As thousands of flood victims in Texas face the harsh reality and devastation left behind by Hurricane Harvey, the focus now shifts to relief efforts -- including how the federal government will respond.

One key player is Elaine Duke, acting head of the Department of Homeland Security, who is just one month into her new role.

Duke took the job when Gen. John Kelly, the previous secretary of Homeland Security, became President Trump’s chief of staff at the White House.

In a recent interview with NPR, Duke outlined how DHS planned to operate in the aftermath of Harvey. She described how DHS coordinates efforts with its sub-units, including FEMA (Federal Emergency Management Agency) and ICE (Immigration and Customs Enforcement).

Safety is the key concern, Duke said.

“We surge with FEMA. So some of our resources in DHS join FEMA to support its support of the governor -- in this case, Texas," Duke said. "But we also have to ensure the safety and law enforcement throughout the country. So we find that right balance of surging resources to FEMA and continuing our current operations.”
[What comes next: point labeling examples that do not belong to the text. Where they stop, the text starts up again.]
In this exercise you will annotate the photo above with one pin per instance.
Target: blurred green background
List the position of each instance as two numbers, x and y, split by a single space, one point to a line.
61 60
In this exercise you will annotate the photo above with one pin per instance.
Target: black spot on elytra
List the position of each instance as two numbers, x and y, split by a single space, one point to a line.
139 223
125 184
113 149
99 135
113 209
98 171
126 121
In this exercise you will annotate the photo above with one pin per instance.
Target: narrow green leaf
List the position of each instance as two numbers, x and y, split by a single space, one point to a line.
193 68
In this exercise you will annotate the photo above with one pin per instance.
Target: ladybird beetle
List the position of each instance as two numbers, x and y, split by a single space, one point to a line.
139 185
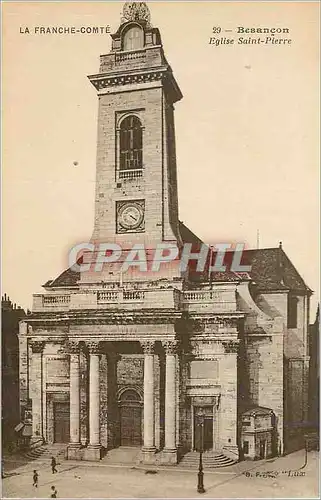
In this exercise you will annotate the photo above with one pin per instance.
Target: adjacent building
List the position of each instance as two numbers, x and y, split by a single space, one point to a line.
11 315
161 360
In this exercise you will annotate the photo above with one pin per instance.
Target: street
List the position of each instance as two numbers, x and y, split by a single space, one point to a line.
274 478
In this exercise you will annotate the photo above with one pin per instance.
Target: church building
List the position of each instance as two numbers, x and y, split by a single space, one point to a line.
168 362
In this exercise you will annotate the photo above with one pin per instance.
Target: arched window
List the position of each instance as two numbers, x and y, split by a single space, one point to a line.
133 39
131 144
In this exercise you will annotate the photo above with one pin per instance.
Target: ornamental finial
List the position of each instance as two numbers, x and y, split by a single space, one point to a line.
135 11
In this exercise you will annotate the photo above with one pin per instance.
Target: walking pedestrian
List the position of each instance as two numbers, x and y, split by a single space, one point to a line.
53 465
54 492
35 479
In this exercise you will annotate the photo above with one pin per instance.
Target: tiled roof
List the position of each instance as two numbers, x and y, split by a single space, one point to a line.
271 267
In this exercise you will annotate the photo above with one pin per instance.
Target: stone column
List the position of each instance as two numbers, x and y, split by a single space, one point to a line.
170 450
93 450
36 393
149 404
72 451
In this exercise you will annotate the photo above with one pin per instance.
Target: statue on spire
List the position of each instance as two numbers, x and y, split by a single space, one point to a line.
136 11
In the week since Harvey made landfall in Texas as a Category 4 hurricane, DHS has activated its Surge Capacity Force, a voluntary program that allows DHS employees outside FEMA to assist in disaster response efforts, pending DHS approval.

ICE has deployed 200 agents to provide security in areas affected by Harvey, as well as aid in search-and-rescue efforts.

Duke, who served as deputy secretary of DHS before taking the top job on an interim basis, has served in the federal government for nearly three decades.

As deputy secretary, Duke led “all efforts related to the strategic execution of DHS’s vital missions,” her DHS biography states.

Duke is also a big proponent of President Trump’s plan to build a wall along the U.S.-Mexico border, writing in USA Today this month that it “will save countless innocent lives.”

“Our Border Patrol agents have seen firsthand the success of a border wall in Yuma, Ariz. — which serves as a prime example of how investments in personnel, technology and a border wall can turn the tide against a flood of illegal immigration and secure our homeland,” Duke wrote.

Congress will have a large to-do list when it returns from recess after Labor Day. First and foremost will likely be allocating funding for Harvey relief efforts. President Trump is reportedly calling for $6 billion in aid.